Yukon Trail Building, Animal Tracking

All winter I worked on a trail going due south from the house. My initial goal was to reach a little hilltop in the middle of the Takhini Valley.

First, I followed the firebreak to the highway, and some days that was as far as I went.

If I saw fresh elk or deer tracks, I would look for the animals, and occasionally I did spot them, some as near as 30 metres from the house. Another day I ended up following Lynx tracks. They took me on an hour-long adventure, but I didn’t see the elusive cat.

I would set off with different footwear depending on what I was planning. To make a new trail, snowshoes are best. For gliding along, it’s skis, and for clearing the trail, I prefer travelling by foot.

From the highway to the closest meadow of the Mendenhall River, I made a clearing through a thick spruce forest with many Woodpeckers hammering while I sawed away with my little handsaw.

Leaving the forest, a big meadow leads to the river, and having studied Google Earth, I went into the willow scrub expecting a little pond. On my first attempt an opening didn’t materialize. As the willows grew thicker and thicker, my skis had to come off and the snow was too deep to walk in.

At home I studied the satellite images again, and the next outing I faired better. Looking from the sky, the ponds and meadows frozen over and snowed in, are pure white and roundish, like giant pearls. All these round, white openings scattered along the river like pearls. With my skis i string them together, my tracks a line in the snow.
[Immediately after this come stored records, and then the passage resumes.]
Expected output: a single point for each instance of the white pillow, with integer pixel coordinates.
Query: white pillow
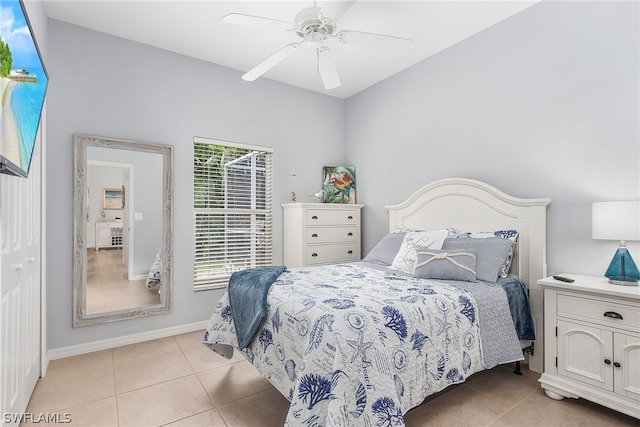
(511, 235)
(412, 243)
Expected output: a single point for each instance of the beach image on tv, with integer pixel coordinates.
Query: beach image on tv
(23, 83)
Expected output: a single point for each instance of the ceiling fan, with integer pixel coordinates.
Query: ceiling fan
(314, 25)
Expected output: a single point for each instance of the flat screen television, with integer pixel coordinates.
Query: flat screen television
(23, 85)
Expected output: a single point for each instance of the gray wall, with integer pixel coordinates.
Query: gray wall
(147, 197)
(103, 85)
(543, 104)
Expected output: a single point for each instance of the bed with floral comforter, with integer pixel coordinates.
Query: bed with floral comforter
(355, 344)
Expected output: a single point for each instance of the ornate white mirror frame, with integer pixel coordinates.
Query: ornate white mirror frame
(82, 143)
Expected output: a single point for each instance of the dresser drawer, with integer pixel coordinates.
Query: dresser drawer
(331, 217)
(331, 234)
(327, 254)
(600, 311)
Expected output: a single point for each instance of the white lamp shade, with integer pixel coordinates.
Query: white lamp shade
(616, 220)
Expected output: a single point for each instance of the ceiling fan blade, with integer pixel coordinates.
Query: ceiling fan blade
(270, 62)
(327, 68)
(334, 9)
(256, 21)
(363, 37)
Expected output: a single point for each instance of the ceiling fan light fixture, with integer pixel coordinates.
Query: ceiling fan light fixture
(327, 68)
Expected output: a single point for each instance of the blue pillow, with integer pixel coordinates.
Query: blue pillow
(385, 251)
(446, 264)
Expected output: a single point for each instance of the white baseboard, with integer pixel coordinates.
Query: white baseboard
(75, 350)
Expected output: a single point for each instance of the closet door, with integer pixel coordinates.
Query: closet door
(20, 288)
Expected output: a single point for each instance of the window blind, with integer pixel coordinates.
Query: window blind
(232, 210)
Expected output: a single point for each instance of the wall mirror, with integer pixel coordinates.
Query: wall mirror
(123, 192)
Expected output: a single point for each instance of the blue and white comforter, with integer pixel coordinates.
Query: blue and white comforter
(352, 345)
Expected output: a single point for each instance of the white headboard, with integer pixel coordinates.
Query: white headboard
(471, 205)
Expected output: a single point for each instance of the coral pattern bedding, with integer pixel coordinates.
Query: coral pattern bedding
(357, 344)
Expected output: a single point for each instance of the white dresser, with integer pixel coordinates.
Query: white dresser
(108, 234)
(592, 342)
(321, 233)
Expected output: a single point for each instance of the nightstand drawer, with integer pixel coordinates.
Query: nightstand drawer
(331, 217)
(326, 254)
(333, 234)
(602, 312)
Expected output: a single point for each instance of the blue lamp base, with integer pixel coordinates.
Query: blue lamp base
(622, 270)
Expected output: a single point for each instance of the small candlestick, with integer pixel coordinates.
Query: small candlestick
(293, 185)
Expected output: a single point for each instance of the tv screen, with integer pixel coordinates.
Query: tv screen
(23, 84)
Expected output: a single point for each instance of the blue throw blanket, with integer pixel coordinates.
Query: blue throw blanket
(519, 305)
(248, 291)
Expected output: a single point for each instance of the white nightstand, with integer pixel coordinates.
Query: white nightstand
(321, 233)
(592, 342)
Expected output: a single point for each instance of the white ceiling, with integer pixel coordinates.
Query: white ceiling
(194, 28)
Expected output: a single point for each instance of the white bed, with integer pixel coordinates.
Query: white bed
(345, 343)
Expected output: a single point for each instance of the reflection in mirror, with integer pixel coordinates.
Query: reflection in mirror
(122, 226)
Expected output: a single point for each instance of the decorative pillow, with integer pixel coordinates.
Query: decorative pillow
(505, 234)
(386, 249)
(448, 265)
(405, 259)
(491, 254)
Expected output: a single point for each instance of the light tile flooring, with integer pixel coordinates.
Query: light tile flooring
(109, 289)
(177, 381)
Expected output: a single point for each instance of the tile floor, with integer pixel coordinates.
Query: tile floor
(109, 289)
(176, 381)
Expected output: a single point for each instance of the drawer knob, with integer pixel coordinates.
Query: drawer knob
(613, 315)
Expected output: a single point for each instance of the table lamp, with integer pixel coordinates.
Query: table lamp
(618, 221)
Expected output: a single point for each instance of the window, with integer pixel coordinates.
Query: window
(232, 210)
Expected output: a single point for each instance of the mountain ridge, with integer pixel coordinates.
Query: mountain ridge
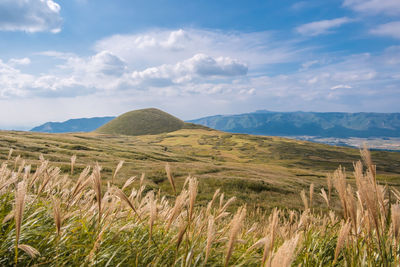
(327, 124)
(73, 125)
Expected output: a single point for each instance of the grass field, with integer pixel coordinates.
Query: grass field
(263, 172)
(50, 217)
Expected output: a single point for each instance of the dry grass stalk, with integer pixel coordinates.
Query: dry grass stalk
(123, 197)
(19, 213)
(325, 197)
(236, 225)
(169, 176)
(193, 185)
(342, 237)
(96, 181)
(176, 210)
(270, 236)
(286, 253)
(329, 183)
(396, 220)
(311, 194)
(31, 251)
(57, 215)
(153, 212)
(128, 182)
(339, 182)
(10, 153)
(119, 166)
(210, 237)
(304, 199)
(16, 161)
(73, 160)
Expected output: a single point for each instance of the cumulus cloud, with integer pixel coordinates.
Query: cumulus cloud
(30, 15)
(388, 7)
(198, 67)
(19, 61)
(391, 29)
(322, 27)
(152, 48)
(341, 86)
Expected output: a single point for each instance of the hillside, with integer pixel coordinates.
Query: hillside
(334, 124)
(261, 171)
(73, 125)
(142, 122)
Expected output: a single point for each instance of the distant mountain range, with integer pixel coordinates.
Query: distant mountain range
(263, 122)
(329, 124)
(73, 125)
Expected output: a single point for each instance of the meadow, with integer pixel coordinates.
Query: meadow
(52, 215)
(264, 172)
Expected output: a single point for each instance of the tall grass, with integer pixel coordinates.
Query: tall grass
(53, 219)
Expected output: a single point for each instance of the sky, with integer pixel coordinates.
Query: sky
(63, 59)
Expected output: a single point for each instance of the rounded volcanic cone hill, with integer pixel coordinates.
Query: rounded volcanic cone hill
(142, 122)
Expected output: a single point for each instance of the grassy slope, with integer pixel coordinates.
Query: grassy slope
(141, 122)
(260, 171)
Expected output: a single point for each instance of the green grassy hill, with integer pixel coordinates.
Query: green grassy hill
(142, 122)
(260, 171)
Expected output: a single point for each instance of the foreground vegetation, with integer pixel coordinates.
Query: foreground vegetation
(54, 219)
(265, 172)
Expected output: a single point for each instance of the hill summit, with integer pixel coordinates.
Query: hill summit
(142, 122)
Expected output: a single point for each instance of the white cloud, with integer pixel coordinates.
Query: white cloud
(306, 65)
(199, 66)
(19, 61)
(341, 86)
(30, 15)
(388, 7)
(148, 49)
(322, 27)
(391, 29)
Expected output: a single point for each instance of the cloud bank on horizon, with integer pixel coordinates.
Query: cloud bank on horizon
(61, 60)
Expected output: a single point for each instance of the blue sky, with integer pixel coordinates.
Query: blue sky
(62, 59)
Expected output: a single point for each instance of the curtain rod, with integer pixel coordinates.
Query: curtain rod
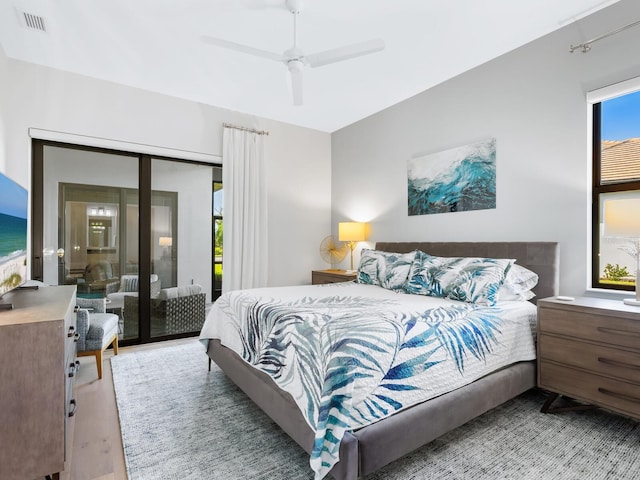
(586, 46)
(245, 129)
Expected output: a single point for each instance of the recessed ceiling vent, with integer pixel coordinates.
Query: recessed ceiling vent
(31, 21)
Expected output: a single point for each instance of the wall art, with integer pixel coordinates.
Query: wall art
(454, 180)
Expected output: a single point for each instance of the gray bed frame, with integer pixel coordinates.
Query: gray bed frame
(370, 448)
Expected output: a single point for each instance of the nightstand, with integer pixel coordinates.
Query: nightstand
(589, 349)
(319, 277)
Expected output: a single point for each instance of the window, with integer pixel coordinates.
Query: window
(616, 189)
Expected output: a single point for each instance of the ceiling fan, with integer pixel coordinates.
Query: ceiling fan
(295, 59)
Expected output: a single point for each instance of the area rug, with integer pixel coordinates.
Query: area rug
(180, 421)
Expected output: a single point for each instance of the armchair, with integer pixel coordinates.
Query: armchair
(99, 276)
(175, 310)
(96, 329)
(129, 287)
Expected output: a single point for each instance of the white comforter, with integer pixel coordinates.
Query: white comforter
(352, 354)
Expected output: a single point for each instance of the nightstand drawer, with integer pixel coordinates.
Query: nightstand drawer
(617, 395)
(321, 277)
(606, 361)
(597, 328)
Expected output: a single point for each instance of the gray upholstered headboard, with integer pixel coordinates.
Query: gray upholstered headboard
(540, 257)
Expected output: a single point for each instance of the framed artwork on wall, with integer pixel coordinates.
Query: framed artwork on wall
(455, 180)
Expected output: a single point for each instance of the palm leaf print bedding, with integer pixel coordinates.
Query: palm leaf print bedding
(351, 354)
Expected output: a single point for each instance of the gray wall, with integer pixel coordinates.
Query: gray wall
(298, 159)
(533, 101)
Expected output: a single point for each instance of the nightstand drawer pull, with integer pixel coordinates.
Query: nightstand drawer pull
(629, 398)
(614, 331)
(617, 363)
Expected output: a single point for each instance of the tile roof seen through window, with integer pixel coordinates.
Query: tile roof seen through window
(620, 160)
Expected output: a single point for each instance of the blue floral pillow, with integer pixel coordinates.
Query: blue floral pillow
(468, 279)
(389, 270)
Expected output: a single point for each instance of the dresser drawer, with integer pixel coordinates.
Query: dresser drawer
(597, 328)
(603, 360)
(606, 392)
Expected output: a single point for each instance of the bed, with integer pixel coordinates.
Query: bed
(366, 449)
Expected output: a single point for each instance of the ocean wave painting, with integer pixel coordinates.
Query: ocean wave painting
(454, 180)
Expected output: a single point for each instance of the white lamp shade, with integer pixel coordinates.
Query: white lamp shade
(622, 217)
(352, 231)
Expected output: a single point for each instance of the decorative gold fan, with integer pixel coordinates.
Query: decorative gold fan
(331, 251)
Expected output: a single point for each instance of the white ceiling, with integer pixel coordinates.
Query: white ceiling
(155, 45)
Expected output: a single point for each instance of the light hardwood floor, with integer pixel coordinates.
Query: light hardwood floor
(97, 452)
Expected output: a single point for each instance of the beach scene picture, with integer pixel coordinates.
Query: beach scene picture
(454, 180)
(13, 234)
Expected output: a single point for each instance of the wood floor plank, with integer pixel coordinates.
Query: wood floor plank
(97, 452)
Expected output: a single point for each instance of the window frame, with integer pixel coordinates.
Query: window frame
(595, 100)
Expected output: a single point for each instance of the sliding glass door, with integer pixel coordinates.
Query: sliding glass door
(180, 245)
(129, 228)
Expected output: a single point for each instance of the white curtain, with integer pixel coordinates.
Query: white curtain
(244, 255)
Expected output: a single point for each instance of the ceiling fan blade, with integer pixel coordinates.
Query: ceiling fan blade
(218, 42)
(296, 85)
(344, 53)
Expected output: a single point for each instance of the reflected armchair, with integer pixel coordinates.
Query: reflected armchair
(96, 329)
(129, 287)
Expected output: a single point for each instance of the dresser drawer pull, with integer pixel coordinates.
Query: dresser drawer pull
(614, 331)
(617, 363)
(629, 398)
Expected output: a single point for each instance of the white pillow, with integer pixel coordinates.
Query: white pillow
(518, 284)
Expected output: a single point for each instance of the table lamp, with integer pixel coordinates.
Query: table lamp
(352, 233)
(622, 219)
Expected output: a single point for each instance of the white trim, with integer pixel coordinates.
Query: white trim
(615, 90)
(123, 146)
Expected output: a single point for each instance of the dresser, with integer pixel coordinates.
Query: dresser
(589, 349)
(319, 277)
(37, 373)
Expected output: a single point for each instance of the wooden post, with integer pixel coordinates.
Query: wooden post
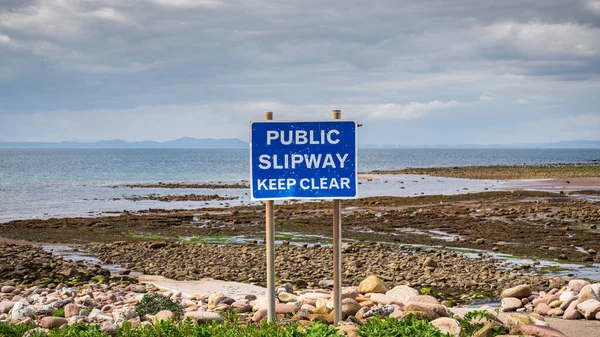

Unable to see from one pearl to the next, because of willow scrub or forest, the next pearl was always closer than expected.

One day I took my skis off where I knew the strings of pearls ended, and climbed the hill. It was very nice to sit on a hilltop in the middle of the valley, enjoying the panorama. A white world, with all shades of grey to black and bright red branches of willows, yellow grasses poking through the white snow and blue skies.

My husband also explores the meadows looking for bison. I sometimes go with him, and knew his skidoo trails coming from the east would emerge close to the hill. One day while skiing with my friend Mary, we connected with those trails to ski a loop. Mary suggested following skidoo trails over to a beaver dam. We came upon a beaver lodge and then we followed a hunter’s footprints that followed bison tracks. We came upon another beaver pond.

Don and I already had bison in the freezer from earlier this winter, but he’s still interested in where they hang out, so a few days later we went in with the skidoos — going beyond where Mary and I had skied — floating from one beaver pond to the next, seeing different stages of drowned forest, some recent and some seemingly ancient.

We spotted a poplar tree two feet in diameter that the beavers had tried to fell. It was easy to imagine that here the legendary giant beaver from Beringia still exists.